Entre protection des capitaux ou de la santé, la Suisse a tranché… en faveur des premiers.
La plainte déposée par la transnationale cigarettière Philip Morris contre l’Uruguay n’aura pas de solution politique bilatérale. La procédure se poursuivra donc sur le terrain juridique selon les voeux de l’entreprise, d’après la réponse du Conseil fédéral à une interpellation de la conseillère nationale Marina Carobbio. «C’est une opportunité manquée pour la Suisse de montrer une certaine cohérence dans la lutte contre le tabagisme», réagit la socialiste tessinoise. La transnationale US possédant un siège en Suisse reproche en effet au pays latino-américain d’entraver ses investissements par sa législation sanitaire antitabac. Pour Berne, la seule voie de résolution du conflit se trouve au sein du Centre international pour le règlement des différends relatifs aux investissements (CIRDI), organisme rattaché à la Banque mondiale et garant de la «sécurité juridique» des investissements internationaux. Un domaine d’une «importance considérable pour l’économie suisse», écrit le Conseil fédéral, qui relève qu’«avec un volume d’investissements directs à l’étranger de quelque 866 milliards de francs (2009), notre pays compte parmi les plus gros exportateurs de capitaux au monde». «Afin d’accroître [la] sécurité juridique, continue-t-il, la Suisse a tissé le troisième plus grand réseau mondial d’accords bilatéraux de protection des investissements (APPI).»
Souveraineté sanitaire
La possibilité évoquée par l’ex-président uruguayen Tabaré Vázquez – lors d’un entretien paru dans Le Courrier du 4 décembre 2010 – de modifier l’accord bilatéral Suisse-Uruguay, en excluant de ce dernier les produits dommageables à la santé de la population, récolte donc cette réponse sans équivoque: «Exclure des mesures réglementaires poursuivant un intérêt public en tant que telles ou des secteurs économiques entiers du champ d’application des APPI contreviendrait au but de ces accords, qui consiste à protéger les investissements étrangers dans tous les secteurs contre les pratiques contraires au droit international public».

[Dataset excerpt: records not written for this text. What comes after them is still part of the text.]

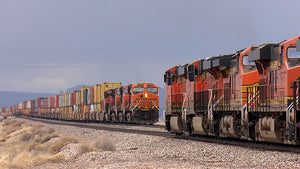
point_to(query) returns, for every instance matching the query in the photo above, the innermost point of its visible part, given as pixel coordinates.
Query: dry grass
(27, 145)
(24, 146)
(102, 143)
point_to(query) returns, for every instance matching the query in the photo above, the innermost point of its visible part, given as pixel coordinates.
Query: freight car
(252, 94)
(136, 103)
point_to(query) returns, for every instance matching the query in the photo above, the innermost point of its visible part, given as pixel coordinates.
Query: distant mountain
(12, 98)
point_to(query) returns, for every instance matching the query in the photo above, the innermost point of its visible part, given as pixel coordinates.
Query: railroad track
(157, 130)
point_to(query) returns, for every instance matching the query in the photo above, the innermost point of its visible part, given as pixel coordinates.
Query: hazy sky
(51, 45)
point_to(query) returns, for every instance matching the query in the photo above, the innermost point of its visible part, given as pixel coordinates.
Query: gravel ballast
(129, 150)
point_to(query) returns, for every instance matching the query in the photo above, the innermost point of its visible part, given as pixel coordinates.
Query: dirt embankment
(23, 145)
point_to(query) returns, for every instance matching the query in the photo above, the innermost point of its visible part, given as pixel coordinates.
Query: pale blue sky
(49, 45)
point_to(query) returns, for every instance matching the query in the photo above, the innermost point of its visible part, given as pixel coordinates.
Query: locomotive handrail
(263, 97)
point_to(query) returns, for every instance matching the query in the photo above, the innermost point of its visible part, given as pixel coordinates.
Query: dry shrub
(84, 148)
(59, 144)
(104, 143)
(26, 146)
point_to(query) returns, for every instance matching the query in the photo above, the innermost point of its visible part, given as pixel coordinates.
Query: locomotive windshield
(293, 57)
(137, 90)
(248, 66)
(152, 90)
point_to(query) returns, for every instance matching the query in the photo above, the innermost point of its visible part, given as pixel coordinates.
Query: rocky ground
(127, 150)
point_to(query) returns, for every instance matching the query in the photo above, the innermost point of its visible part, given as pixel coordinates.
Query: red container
(57, 100)
(92, 96)
(73, 98)
(24, 105)
(46, 102)
(51, 102)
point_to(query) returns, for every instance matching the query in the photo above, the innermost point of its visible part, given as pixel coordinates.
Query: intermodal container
(61, 101)
(85, 95)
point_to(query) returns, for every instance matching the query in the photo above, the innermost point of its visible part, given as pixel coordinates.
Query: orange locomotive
(253, 94)
(175, 98)
(275, 111)
(138, 103)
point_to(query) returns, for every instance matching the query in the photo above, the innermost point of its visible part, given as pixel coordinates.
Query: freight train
(106, 102)
(252, 94)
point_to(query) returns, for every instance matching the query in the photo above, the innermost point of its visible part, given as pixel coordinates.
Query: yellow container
(99, 90)
(77, 97)
(82, 93)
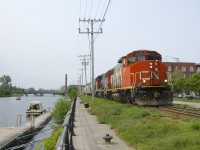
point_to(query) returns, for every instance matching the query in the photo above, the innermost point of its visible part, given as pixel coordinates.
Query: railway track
(189, 111)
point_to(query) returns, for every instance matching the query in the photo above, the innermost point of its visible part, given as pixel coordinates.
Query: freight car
(139, 77)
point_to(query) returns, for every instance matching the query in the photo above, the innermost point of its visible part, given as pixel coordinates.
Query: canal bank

A la fin de l’année dernière, Tabaré Vázquez, inspirateur des lois antitabac et oncologue bien connu, avait demandé la solidarité du gouvernement, du parlement et de la société civile suisses dans le procès intenté à son pays par Philip Morris.
L’entreprise a en effet porté plainte devant le CIRDI, estimant ses intérêts lésés par la loi uruguayenne selon laquelle 75% de la surface de chaque paquet de cigarette doit contenir des photos et des messages avertissant de la dangerosité du produit. En outre, l’Uruguay n’accepte pas la distinction «light» donnée à certains types de tabac.
Pour M. Vázquez, chaque Etat du monde a le droit de veiller à la santé de ses habitants. Entre les intérêts économiques et la santé de la population, le choix ne fait aucun doute: «Dans le conflit avec Philip Morris, la souverai- neté uruguayenne est en jeu», affirme-t-il.
«La position du Conseil fédéral est lâche et honteuse. Notre gouvernement se base seulement sur des petits intérêts économiques à courte échéance et oublie l’activité meurtrière des grands cigarettiers, surtout dans les pays en voie de développement», réagit le docteur Franco Cavalli, ex-président de l’Union internationale de lutte contre le cancer (UICC).
L’ancien conseiller national socialiste prédit, en outre, que «par sa décision, le Conseil fédéral va se heurter violemment à l’Organisation mondiale de la santé (OMS), qui a, ne l’oublions pas, son siège à Genève».
Pas terminé
Marina Carobbio pense, de son côté, que «la réponse rédigée par le Département de l’économie n’a pas fait l’objet d’une discussion approfondie du gouvernement». La députée annonce donc son intention de relancer le débat, en impliquant cette fois le pouvoir législatif.